The world’s eyes have been on the practices and circumstances under which livestock is transported because of green activism against the consumption of meat and the extensive pressure on the livestock industry.

Unacceptable practices will provide anti-meat activists with unnecessary ammunition and may close profitable foreign markets for South Africa. 

Agri SA requested a report from the Livestock Welfare Coordinating Committee (LWCC) on the conditions under which sheep are exported, as well as advice on the adherence to internationally acceptable standards.

This was the right thing to do and the integrity of the LWCC under chairpersonship of Prof. G. Bath has been above suspicion since 1978.

The LWCC published a damning report on 30 January 2020 in which it clearly addresses the shortcomings in terms of the feeding pen, facilities and design of the ship, the handling and managing of the sheep, as well as the welfare and the condition of the sheep.

The report shows unequivocally that the guidelines of the World Organisation for Animal Health (OIE) are not adhered to: "Not only was animal welfare significantly compromised in the photographical evidence reviewed, it also raised questions for the livestock industry in South Africa." 

The question begs: how should organisations with farmers as members answer to this?

Seemingly with Kriek’s support, Agri Eastern Cape decided to simply sweep the report that they themselves requested under the carpet and launch a public surprise attack on AfriForum, pretending that AfriForum's case is against farmers.

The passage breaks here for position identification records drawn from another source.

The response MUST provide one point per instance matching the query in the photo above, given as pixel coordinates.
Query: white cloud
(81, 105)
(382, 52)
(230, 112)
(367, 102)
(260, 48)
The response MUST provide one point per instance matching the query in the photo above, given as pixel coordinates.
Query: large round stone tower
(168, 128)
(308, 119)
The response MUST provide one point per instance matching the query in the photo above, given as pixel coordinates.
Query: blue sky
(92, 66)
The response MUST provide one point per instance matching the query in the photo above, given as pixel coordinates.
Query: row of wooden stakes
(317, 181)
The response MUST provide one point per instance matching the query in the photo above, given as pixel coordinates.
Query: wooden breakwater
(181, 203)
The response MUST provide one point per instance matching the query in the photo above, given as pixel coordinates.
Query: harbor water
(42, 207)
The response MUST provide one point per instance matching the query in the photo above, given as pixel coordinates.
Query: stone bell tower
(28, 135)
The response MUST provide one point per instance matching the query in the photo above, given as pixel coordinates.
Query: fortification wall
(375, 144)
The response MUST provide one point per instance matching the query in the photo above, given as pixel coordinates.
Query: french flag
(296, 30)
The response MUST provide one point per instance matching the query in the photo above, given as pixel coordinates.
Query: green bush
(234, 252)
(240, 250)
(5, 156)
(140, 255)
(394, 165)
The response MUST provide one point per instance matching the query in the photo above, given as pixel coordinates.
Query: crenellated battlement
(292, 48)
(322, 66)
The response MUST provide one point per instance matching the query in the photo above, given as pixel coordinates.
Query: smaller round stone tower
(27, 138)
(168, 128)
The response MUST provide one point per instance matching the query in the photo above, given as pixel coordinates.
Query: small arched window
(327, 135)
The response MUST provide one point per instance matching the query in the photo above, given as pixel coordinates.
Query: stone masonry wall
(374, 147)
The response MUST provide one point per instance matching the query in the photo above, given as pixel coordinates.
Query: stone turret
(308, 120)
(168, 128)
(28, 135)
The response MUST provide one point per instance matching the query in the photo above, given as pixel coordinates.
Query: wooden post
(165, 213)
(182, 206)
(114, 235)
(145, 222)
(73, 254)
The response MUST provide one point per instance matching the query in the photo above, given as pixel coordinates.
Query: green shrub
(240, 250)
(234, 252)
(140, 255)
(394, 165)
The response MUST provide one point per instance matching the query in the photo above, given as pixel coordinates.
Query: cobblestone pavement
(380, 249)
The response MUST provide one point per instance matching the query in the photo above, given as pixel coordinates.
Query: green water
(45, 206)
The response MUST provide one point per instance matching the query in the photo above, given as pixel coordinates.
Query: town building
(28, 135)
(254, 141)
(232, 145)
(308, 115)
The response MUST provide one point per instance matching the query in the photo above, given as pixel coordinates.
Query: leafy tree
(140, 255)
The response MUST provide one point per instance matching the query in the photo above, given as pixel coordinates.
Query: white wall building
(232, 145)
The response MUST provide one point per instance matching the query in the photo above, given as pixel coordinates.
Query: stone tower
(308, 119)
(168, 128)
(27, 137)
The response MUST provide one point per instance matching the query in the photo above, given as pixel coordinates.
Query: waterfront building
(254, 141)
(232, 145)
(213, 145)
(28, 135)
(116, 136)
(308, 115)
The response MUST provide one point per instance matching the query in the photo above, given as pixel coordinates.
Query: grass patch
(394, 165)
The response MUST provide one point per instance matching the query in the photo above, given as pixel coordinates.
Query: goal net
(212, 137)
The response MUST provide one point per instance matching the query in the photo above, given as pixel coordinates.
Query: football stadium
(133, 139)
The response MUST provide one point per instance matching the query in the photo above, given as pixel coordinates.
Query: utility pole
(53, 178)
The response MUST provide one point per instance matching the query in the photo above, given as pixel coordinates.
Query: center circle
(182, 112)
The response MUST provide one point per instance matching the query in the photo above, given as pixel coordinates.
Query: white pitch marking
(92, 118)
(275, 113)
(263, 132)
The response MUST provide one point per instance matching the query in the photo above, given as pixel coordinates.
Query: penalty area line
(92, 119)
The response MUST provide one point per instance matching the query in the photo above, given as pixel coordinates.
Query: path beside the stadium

Given that the report that was requested by Agri SA has already been brought to the OIE’s attention, the risk is still great that South Africa’s reputation as exporter of livestock may be damaged if the situation isn’t rectified.

Are Agri Eastern Cape and Kriek prepared to accept responsibility and accountability if this happens? On the contrary, AfriForum wants to prevent such a disaster for farmers by actively pressuring Al Mawashi into getting its house in order.  

How should expropriation without compensation be fought? 

AfriForum respects Kriek’s right to believe that he and organised agriculture can prevent expropriation without compensation by attempting to win the ANC’s favour and pacifying them.

The problem with such an approach is that it has already failed.

Despite Kriek’s best efforts, the Presidential Advisory Panel declined to include Kriek’s proposals in its final report, while the ANC coolly continues with their plans to violate property rights.  

The ANC’s balance of forces approach showed that they rather react to pressure than a pacifying approach.

This is why AfriForum is currently mobilising domestic and international pressure to force the ANC to ditch its catastrophic land plans.

It is rather shocking that Kriek decided to launch a malicious attack on AfriForum rather than criticising the ANC’s plans.   

The same happened in August 2018 when AfriForum published a list of farms that the ANC planned on expropriating.

Kriek and Agri SA accepted the ANC’s lies that the list was false on face value and attacked AfriForum - to great cheer from ANC cadres.

Agri SA’s refusal to fight with AfriForum and TAU SA against the expropriation of Akkerland, which was listed first on the published list, caused great division among farmers.

AfriForum will once again and in cooperation with its agricultural partner Saai and on request of members of Agri SA become involved in court proceedings to protect their property rights against farm invaders - because Agri SA refuses to help.  

Rather than attacking AfriForum, Kriek should rather provide clarity on whether he still believes that market-related compensation isn’t paramount, that the interests of smaller family farmers can be sacrificed, that there isn’t a separation between policy influencing and billing and cooing with the ANC, and that expropriation victims such as Akkerland should be left to their own devices.  

These are the cases that AfriForum fight after Kriek, as President of Agri SA, let the farmers down.

AfriForum will continue to do this, despite the lies that some people in agricultural circles are spreading.